Looking Ahead: Governance Tools
You will soon combine RBAC and Defender for Cloud with Azure Policy, which enforces rules so resources stay compliant with your standards and SLAs.
Key Terms
- scope
- The boundary within which an RBAC role assignment applies. Common scopes for AZ-900 are subscription, resource group, and individual resource.
- Zero Trust
- A security approach that assumes breach and never trusts by default, emphasizing explicit verification, least privilege access, and limiting the blast radius of attacks.
- Azure Policy
- Azure Policy is a service in Azure that you use to create, assign, and manage policies that enforce rules and effects over your resources, so those resources stay compliant with your corporate standards and service level agreements.
- secure score
- A numerical summary in Microsoft Defender for Cloud that reflects how well your environment aligns with recommended security practices, based on current configurations and recommendations.
- least privilege
- A security principle where users and applications are granted only the minimum permissions and scope necessary to perform their tasks, and no more.
- defense-in-depth
- A layered security strategy using multiple overlapping controls (identity, network, compute, data, monitoring) so that if one layer fails, others still protect the environment.
- Microsoft Entra ID
- Microsoft Entra ID is Microsoft’s cloud-based identity and access management service that helps employees sign in and access resources such as Microsoft 365, the Azure portal, and thousands of other SaaS applications.

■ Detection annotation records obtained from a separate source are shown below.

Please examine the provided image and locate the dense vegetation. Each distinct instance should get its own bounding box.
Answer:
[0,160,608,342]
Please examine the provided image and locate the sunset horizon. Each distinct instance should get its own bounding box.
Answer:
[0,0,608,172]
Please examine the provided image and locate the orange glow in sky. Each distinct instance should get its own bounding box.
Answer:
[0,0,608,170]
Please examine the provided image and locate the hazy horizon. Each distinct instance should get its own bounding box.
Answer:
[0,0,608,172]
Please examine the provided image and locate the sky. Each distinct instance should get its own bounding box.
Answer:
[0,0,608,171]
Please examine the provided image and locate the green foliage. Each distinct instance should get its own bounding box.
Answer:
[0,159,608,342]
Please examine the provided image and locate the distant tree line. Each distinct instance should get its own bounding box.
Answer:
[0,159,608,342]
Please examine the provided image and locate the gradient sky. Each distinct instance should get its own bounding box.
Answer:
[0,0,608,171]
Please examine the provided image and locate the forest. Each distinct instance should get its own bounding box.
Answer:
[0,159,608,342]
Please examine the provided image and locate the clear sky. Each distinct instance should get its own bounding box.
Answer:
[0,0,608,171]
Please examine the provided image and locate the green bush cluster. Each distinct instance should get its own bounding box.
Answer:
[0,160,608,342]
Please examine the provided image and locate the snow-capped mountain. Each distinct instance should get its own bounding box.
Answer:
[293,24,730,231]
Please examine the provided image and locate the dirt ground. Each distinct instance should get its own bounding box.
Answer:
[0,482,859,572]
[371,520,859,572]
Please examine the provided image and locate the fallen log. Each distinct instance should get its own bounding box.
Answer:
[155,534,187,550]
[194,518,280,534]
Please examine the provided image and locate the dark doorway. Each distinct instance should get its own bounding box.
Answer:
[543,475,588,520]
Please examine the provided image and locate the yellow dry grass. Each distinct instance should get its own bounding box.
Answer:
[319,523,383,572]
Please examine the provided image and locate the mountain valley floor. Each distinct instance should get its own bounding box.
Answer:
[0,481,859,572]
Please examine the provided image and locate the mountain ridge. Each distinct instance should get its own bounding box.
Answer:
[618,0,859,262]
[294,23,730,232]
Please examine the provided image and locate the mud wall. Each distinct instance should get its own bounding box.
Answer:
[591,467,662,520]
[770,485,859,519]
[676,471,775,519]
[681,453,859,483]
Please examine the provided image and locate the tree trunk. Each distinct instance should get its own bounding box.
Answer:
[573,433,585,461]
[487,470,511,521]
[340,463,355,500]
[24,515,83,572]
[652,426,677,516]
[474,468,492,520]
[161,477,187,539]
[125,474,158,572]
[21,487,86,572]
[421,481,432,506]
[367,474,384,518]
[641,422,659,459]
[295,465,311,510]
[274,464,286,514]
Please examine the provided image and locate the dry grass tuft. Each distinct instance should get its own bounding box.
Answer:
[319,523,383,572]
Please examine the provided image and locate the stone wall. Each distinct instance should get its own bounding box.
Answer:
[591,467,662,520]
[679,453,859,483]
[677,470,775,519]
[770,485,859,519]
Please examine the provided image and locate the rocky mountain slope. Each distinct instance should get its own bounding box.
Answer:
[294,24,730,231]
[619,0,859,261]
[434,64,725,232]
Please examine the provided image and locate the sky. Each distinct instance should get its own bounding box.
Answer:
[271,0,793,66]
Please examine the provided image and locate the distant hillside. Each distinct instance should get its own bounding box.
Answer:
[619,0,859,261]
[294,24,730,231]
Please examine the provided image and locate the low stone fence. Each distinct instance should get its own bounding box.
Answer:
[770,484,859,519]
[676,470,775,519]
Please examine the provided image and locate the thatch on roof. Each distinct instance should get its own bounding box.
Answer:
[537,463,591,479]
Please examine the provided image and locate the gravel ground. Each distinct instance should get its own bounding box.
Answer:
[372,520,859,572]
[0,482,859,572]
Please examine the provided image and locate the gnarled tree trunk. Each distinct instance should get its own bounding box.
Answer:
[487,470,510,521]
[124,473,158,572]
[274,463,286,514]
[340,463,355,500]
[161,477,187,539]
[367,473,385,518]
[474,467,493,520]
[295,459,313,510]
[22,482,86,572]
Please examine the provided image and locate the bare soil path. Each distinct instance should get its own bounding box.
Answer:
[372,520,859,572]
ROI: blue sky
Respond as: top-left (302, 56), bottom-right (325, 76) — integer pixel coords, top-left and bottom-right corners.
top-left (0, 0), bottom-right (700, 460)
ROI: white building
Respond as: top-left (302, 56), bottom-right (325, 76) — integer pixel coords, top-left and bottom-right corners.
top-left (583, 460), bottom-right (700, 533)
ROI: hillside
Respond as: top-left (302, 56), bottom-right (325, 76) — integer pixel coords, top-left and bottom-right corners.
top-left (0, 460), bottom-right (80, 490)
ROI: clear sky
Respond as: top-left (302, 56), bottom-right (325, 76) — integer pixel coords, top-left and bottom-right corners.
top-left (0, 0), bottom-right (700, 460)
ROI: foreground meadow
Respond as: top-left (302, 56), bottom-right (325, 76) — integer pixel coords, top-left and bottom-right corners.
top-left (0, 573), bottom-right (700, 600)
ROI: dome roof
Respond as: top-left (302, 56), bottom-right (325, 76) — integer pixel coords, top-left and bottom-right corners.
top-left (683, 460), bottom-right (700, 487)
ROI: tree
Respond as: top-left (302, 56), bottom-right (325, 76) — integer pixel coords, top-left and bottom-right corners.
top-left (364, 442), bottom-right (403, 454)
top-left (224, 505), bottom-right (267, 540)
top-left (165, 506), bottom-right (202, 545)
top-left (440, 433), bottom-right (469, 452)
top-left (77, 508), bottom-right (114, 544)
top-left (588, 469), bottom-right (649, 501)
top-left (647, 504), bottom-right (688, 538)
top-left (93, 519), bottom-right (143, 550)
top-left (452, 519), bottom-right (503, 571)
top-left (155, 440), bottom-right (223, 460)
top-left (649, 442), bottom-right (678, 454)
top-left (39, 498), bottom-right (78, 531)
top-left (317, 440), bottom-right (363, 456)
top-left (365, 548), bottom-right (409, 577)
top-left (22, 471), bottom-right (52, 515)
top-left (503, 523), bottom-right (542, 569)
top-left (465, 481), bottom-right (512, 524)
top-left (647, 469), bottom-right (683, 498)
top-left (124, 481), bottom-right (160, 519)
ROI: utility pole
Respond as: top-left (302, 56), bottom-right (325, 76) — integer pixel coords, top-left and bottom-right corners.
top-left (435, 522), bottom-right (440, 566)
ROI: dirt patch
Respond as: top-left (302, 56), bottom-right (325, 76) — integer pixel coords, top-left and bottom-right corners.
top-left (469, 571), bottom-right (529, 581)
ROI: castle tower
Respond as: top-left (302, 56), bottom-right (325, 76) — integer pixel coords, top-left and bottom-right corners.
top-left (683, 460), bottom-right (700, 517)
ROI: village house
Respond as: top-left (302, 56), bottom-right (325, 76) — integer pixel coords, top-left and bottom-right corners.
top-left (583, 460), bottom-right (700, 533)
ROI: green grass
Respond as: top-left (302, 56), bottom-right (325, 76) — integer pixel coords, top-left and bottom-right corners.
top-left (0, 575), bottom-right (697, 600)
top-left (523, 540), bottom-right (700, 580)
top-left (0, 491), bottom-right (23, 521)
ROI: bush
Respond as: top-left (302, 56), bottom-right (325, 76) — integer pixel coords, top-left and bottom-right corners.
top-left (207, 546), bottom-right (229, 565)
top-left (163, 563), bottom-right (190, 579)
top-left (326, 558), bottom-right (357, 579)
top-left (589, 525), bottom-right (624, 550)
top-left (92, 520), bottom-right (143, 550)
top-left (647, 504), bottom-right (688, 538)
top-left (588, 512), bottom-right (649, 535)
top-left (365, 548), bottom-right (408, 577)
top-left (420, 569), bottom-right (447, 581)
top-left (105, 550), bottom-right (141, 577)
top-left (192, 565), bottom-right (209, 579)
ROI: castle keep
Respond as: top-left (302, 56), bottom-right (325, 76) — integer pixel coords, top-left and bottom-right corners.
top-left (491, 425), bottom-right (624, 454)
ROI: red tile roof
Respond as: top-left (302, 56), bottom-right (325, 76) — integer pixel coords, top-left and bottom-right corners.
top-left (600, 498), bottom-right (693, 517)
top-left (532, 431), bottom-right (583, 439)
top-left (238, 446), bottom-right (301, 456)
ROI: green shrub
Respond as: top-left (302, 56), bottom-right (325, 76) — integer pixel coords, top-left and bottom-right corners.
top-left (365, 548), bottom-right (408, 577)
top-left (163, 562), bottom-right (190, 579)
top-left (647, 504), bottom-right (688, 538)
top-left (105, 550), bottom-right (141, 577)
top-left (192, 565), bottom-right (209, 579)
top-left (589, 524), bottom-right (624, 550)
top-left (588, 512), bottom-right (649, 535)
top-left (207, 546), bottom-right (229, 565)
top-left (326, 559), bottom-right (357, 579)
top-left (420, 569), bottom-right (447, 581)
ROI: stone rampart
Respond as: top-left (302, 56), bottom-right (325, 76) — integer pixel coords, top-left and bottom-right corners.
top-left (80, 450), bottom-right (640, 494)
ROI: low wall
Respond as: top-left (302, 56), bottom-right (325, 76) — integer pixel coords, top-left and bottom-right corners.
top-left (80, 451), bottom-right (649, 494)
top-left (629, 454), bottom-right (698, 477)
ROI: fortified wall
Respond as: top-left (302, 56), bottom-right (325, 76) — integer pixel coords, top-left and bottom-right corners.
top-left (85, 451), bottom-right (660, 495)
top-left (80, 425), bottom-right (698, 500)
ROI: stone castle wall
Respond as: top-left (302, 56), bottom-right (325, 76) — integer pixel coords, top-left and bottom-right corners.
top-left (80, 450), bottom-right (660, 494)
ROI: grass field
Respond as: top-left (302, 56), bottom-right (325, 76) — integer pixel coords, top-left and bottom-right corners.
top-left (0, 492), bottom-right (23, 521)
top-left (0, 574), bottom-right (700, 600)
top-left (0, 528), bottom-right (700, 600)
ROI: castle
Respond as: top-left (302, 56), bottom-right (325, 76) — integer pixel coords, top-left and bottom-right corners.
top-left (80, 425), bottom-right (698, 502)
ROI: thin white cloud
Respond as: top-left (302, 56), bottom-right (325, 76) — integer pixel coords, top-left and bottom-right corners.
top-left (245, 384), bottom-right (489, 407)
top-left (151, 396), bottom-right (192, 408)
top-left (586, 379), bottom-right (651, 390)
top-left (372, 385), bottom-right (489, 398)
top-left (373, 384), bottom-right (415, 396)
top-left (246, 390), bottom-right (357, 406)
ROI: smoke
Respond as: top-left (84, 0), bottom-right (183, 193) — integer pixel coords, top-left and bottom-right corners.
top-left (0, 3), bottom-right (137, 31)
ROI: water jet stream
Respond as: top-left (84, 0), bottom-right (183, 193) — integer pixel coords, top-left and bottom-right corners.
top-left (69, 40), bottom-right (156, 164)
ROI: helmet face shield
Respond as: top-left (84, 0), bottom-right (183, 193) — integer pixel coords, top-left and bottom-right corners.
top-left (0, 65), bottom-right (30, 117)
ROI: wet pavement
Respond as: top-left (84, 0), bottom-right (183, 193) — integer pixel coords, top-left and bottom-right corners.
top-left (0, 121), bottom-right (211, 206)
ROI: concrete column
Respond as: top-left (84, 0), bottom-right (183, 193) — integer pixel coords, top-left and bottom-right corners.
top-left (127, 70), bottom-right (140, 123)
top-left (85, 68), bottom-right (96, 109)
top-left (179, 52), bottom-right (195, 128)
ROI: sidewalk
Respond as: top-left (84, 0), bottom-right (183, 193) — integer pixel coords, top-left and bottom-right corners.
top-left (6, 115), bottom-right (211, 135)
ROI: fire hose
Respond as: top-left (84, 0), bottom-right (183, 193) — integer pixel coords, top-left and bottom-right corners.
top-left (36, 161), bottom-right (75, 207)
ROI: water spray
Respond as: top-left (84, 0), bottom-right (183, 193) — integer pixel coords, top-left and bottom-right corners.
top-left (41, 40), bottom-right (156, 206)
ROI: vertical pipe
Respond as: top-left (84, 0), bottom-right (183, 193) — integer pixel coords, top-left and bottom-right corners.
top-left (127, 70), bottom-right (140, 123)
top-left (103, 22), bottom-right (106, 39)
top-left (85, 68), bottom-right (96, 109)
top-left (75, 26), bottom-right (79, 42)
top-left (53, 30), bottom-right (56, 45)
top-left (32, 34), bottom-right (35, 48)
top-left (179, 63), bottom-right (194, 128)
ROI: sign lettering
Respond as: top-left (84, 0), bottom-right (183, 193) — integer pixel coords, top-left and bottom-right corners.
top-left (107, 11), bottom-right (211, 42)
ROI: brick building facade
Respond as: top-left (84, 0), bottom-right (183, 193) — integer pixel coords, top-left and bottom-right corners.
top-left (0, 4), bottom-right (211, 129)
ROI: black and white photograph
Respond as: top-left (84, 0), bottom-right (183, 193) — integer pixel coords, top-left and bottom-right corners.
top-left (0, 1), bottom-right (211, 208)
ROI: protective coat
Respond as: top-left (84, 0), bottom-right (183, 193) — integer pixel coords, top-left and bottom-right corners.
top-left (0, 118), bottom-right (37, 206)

- shared responsibility model
- The shared responsibility model is a framework that defines how security and compliance responsibilities are divided between the cloud provider and the customer.
- Microsoft Defender for Cloud
- Azure’s main cloud security posture management and workload protection service, providing secure score, recommendations, and threat detection for Azure and multi-cloud resources.
- role-based access control (RBAC)
- Role-based access control (RBAC) is an authorization system built on Azure Resource Manager that provides fine-grained access management of Azure resources based on roles assigned to users, groups, and service principals.